In der Gegenwart, einer Zeit, die von der Programmatik des Bruches befreit ist, gelten notwendigerweise andere Paradigmen, wobei diese keine Normativität im strengen Sinne darstellen. Stattdessen zeigt die Gegenwart eine komplexere Denk- und Fühlweise, die durch die Kondition einer umfassenden Verflechtung aller Lebensbereiche gekennzeichnet ist. Die digitale Revolution spielt dabei eine zentrale Rolle, insofern sie zu einer technologischen Transformation aller für die Gestaltung der Realität maßgeblichen Gebiete führte: von der Wirtschafts- und Arbeitswelt über die Kommunikation und die Öffentlichkeit bis hin zum Privatleben. Ein Umbruch, aus dem die Informationsgesellschaft der Gegenwart entstand und der dazu beitrug, dass sich eine Verflechtung der Bereiche Wirtschaft, Politik, Kommunikation, Kultur und Kunst auf globaler Ebene konsolidieren konnte. Durch diese Faktoren bedingt, gelingt es dem historischen Wandel, die Räume der erfahrbaren Realität als Bezugspunkt künstlerischer Schöpfung erheblich zu erweitern. Diese umfassen nicht nur das Vergangene, in dem das Selbstverständnis der Kunst als Kulturphänomen begründet liegt, sondern auch die unermessliche Pluralität des Zeitgenössischen selbst.

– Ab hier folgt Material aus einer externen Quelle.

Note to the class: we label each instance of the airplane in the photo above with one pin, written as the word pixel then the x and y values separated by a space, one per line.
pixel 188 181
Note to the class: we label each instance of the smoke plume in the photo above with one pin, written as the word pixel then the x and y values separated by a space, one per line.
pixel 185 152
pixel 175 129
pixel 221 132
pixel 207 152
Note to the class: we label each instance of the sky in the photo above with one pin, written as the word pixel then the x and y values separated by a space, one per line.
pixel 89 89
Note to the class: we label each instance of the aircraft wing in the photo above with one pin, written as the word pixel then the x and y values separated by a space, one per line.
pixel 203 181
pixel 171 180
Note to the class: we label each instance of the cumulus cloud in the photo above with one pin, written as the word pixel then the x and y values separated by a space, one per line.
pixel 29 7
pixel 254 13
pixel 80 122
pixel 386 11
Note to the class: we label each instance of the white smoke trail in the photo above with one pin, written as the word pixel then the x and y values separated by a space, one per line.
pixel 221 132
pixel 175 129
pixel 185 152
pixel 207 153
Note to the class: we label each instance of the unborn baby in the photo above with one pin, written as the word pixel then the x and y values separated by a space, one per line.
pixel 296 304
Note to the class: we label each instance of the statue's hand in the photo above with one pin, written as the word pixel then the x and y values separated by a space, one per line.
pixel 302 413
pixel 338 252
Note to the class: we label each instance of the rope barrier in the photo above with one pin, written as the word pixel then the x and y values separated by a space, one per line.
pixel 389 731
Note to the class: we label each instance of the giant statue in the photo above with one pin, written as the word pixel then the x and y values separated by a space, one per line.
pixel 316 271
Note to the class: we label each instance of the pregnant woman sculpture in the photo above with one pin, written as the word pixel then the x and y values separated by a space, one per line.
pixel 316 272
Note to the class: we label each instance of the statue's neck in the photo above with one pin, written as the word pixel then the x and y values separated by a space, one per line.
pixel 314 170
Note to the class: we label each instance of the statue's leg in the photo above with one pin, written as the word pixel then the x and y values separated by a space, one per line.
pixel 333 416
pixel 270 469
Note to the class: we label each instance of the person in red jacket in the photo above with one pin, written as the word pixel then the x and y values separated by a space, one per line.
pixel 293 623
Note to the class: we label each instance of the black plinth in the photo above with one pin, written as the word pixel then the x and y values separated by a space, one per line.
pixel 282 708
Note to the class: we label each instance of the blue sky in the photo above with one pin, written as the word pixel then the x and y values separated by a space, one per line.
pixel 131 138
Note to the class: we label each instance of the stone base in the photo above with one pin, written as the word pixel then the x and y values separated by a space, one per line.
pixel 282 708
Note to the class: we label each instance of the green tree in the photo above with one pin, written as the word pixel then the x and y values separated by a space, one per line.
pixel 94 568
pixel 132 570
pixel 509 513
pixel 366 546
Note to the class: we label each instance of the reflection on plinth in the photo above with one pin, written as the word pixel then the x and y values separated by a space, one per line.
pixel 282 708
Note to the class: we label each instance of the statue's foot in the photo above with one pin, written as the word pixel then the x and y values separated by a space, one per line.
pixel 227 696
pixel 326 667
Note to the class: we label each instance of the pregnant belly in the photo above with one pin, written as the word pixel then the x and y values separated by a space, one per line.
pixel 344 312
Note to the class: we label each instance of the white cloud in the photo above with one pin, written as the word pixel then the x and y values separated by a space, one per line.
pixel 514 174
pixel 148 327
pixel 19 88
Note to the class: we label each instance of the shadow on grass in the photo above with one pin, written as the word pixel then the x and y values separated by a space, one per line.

Es erweist sich als offensichtlich, dass Kunstakademien und Museen im historischen Kontext der Gegenwart eine veränderte Funktion erfüllen müssen, da sie nicht mehr über das Deutungsmonopol hinsichtlich der Vorstellung von Kunst verfügen. Sie dienen viel mehr, sofern ihre Aufgabenstellung nicht in der Pflege der Vergangenheit besteht, als Möglichkeitsraum für die Entfaltung neuer ästhetischer Diskurse und Praxen, deren Stichhaltigkeit im erweiterten Raum der Öffentlichkeit erprobt wird. So kommt einer Meisterschülerausstellung im musealen Kontext notwendigerweise eine besondere Bedeutung zu. Denn sie tritt dabei in ein bedeutungsgeladenes Verhältnis nicht nur mit ihrem eigenen Format als temporärerer Situation mit ästhetischem Gehalt ein, sondern auch mit den Institutionen, die deren Möglichkeit im historischen Prozess bedingt haben, und nicht zuletzt mit der Gesellschaft, in der sie rezipiert wird. Ob der Werkbegriff neuinszeniert oder abgelöst wird, ob die Kunstautonomie proklamiert oder problematisiert wird, ob der Blick auf die Gesellschaft und die Institutionen kritisch gerichtet wird oder nicht, oder gar ob die Überführung von Kunst ins Leben bzw. die Auflösung der Grenzen zwischen Kunst und Nicht-Kunst praktiziert wird, Zeitgenossenschaft wird dabei stets sichtbar. Die Meisterschülerausstellung bringt die Sprachen, die Künstlerinnen und Künstler in kreativer Auseinandersetzung mit ihrer Zeit entwickeln, zum Ausdruck. Darin liegt ihre punktuelle Bedeutung begründet. In ihrer allgemeinen Verfasstheit als Kulturphänomen – und dafür ist ihr Titel Programm – verweist die Meisterschülerausstellung auf die Möglichkeit, Zeitgenossenschaft mit den Mitteln der Ästhetik anschaubar zu machen.